Currently my lunchtime reading at work is Trainwreck: the women we love to hate, mock, fear…and why by Sady Doyle. It is a most excellent book of nonfiction about why we gleefully love to rip women celebrities apart and make fun of them for their mistakes, addictions, emotional breakdowns, relationship break-ups, cellulite and generally being human. There are all sorts of reasons that we do this and all of them are very specific to the fact that they are women and not men.
One of the things we don’t like is that these women dare first to be public and then to speak in public! *Gasp!* And if a public woman has the nerve to criticize anything perceived as masculine, then she is likely to be attacked for it. Much blame gets placed on culture, but did you know there were laws too?
In Europe and the United States, there were crimes of speech — like being a ‘common scold,’ an ‘angry woman who, by brawling and wrangling amongst her neighbours, disturbs the public peace’ — that only women could commit.
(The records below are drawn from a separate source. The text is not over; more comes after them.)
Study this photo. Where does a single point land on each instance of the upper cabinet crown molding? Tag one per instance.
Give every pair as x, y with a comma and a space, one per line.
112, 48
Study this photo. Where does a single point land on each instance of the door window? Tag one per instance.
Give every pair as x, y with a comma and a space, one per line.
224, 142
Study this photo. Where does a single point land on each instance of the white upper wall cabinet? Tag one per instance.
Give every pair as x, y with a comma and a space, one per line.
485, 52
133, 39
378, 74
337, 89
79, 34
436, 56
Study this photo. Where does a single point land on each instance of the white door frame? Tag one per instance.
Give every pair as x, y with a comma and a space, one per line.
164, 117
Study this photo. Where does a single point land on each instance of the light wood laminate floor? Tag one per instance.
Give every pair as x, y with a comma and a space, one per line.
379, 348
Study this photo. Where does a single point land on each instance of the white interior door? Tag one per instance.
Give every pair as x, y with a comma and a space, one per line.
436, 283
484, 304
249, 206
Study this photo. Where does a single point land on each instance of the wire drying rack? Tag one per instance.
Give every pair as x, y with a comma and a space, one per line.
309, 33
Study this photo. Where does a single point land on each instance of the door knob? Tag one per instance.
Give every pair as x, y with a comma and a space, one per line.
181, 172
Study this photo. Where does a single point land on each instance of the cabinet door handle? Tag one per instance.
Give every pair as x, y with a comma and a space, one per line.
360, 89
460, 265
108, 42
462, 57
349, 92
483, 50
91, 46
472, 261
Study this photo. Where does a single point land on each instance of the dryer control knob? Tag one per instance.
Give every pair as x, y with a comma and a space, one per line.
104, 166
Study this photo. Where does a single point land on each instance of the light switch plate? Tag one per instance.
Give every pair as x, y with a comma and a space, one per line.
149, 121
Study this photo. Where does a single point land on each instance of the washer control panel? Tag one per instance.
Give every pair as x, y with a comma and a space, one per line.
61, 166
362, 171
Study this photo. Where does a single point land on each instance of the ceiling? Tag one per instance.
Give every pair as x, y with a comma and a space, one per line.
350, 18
Common scolds were punished by being made to wear a gag called a ‘scold’s bridle’ in public; it was made of metal, and sometimes lined with blades or spikes, so that moving one’s tongue at all would cause injury. For those who felt that the bridle was too cruel, there was also ‘ducking’ —repeatedly submerging a woman in a lake or river, or (if all else failed) a horse trough, to simulate the feeling of drowning — which, as you may have already noticed, is basically identical to the punishment we call ‘waterboarding,’ and regard as a form of torture, in the present day. Don’t worry, though, Common scold laws in the United States were ruled unconstitutional. After a New Jersey woman was successfully convicted of the offense in 1972.
Yup, you read that right. Common scold laws were not declared unconstitutional in the US until 1972. So much for our proud freedom of speech! Britain abolished the law in 1967, so things weren’t much better there.